There are always "better things" that people could be doing with their money. I spent a couple hundred dollars buying miniatures (along with rulebooks, dice, paints, et cetera) to learn to play a wargame that I decided that I didn't care for. I'm sure that SOMEONE out there could give me a lecture on some noble cause that the money would have been better spent to support. Or that the hours I spent painting toy soldiers and leaning over a table with a tape measure could have been more productively used to help someone improve their lot in life. But you could say the same about the money I spent on my car, or the time that I'm using to write this weblog posting. When does it end? And who gets to judge?

Friday, July 4, 2008

Ultimate NIMBY

The Mayor of Juarez, Mexico, has given up on thinking that there is a solution to the problem of violent drug cartels shooting up his town. His goal is now to simply get the fighting to move elsewhere. While on the one hand, this is classic NIMBY, the Mayor's attitude seems to be more one of resigned desperation than the self-serving obstructionism that American NIMBYs are often accused of.

What Do You Know?

There are things that people don't know, that you'd think they would know.

Dino Rossi, who wants to be the next (Republican) governor of Washington state has registered his partisan affiliation as the "GOP Party." It's been conjectured that this is because he's hoping that there are a certain number of voters who, not realizing that the "Grand Old Party" and the Republicans are one in the same, won't link him to the party (and presumably, policies) of the Bush administration. What seems like a dumb idea at first glance may actually have some merit - it seems that as many as 25% of the populace doesn't know what GOP means.

Then there are things that people do "know," and you wonder how.
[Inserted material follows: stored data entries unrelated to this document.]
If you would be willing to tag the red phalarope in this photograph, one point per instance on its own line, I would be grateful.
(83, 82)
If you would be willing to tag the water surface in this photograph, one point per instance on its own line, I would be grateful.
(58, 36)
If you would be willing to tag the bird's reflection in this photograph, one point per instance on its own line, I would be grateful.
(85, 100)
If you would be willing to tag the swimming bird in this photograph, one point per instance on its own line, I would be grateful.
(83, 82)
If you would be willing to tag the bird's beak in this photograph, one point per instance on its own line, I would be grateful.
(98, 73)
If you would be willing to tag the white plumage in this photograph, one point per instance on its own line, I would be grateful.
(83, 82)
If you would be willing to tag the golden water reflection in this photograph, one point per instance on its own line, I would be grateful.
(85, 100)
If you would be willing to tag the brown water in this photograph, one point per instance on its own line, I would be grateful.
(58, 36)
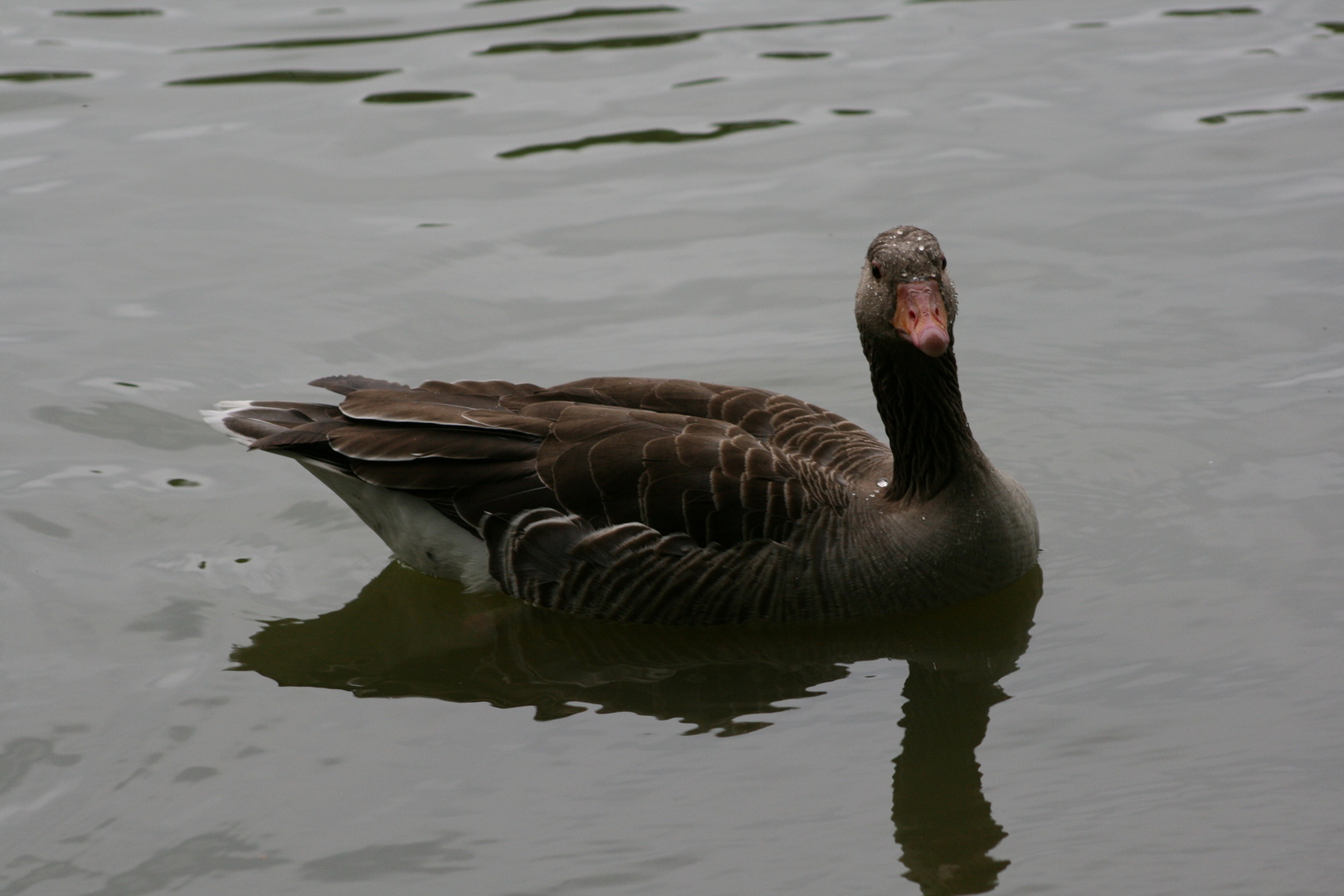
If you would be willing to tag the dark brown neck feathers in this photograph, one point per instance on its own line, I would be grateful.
(919, 402)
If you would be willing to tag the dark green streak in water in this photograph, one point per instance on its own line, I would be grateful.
(283, 75)
(1220, 11)
(43, 75)
(1222, 119)
(110, 14)
(657, 39)
(587, 12)
(418, 95)
(654, 136)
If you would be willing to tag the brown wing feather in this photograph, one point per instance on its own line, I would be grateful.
(721, 464)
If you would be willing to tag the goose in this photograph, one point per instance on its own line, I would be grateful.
(676, 501)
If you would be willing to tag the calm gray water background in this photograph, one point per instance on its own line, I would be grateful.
(1149, 340)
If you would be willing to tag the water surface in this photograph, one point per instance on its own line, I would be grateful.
(1142, 207)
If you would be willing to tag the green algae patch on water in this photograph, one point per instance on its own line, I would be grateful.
(1220, 119)
(652, 136)
(418, 95)
(283, 77)
(28, 77)
(110, 14)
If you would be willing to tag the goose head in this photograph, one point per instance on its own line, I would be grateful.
(905, 296)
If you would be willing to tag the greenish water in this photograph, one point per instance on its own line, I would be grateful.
(1142, 208)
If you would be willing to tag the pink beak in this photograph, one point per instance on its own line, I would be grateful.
(921, 317)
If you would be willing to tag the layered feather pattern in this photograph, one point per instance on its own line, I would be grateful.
(668, 500)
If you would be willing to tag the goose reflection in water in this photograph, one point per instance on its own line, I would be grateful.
(407, 635)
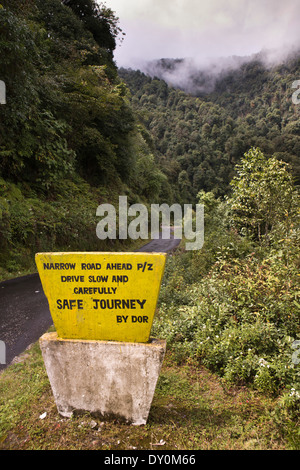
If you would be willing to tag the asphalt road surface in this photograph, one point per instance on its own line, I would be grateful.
(24, 310)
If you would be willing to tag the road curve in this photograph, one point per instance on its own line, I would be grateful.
(24, 310)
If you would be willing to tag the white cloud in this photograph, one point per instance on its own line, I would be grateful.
(200, 29)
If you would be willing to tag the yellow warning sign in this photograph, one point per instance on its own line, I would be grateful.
(102, 296)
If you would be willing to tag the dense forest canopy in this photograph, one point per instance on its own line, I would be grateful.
(77, 131)
(69, 139)
(200, 136)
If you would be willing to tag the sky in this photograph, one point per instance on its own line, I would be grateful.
(203, 30)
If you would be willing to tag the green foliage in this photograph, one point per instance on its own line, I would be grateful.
(206, 135)
(264, 200)
(234, 305)
(68, 135)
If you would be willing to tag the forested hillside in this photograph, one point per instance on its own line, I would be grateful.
(69, 139)
(200, 136)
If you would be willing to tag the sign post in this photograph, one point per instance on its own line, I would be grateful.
(101, 357)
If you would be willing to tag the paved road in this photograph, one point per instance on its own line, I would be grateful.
(24, 311)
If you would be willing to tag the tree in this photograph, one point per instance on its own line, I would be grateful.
(264, 201)
(98, 19)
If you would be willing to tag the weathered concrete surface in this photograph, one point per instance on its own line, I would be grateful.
(107, 378)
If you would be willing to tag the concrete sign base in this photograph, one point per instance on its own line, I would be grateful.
(107, 378)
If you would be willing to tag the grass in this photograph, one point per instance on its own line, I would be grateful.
(191, 410)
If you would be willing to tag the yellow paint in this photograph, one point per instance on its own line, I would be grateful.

According to this piece in Slate, a poll revealed that about 10% of registered voters think that Senator Barack Obama is a Moslem. I'm amazed that there are still people out there who cling to that notion. Although even more amazing is the idea that this somehow would disqualify him from being President, which speaks to the absolute terror with which a segment of the American population regards non-Christians.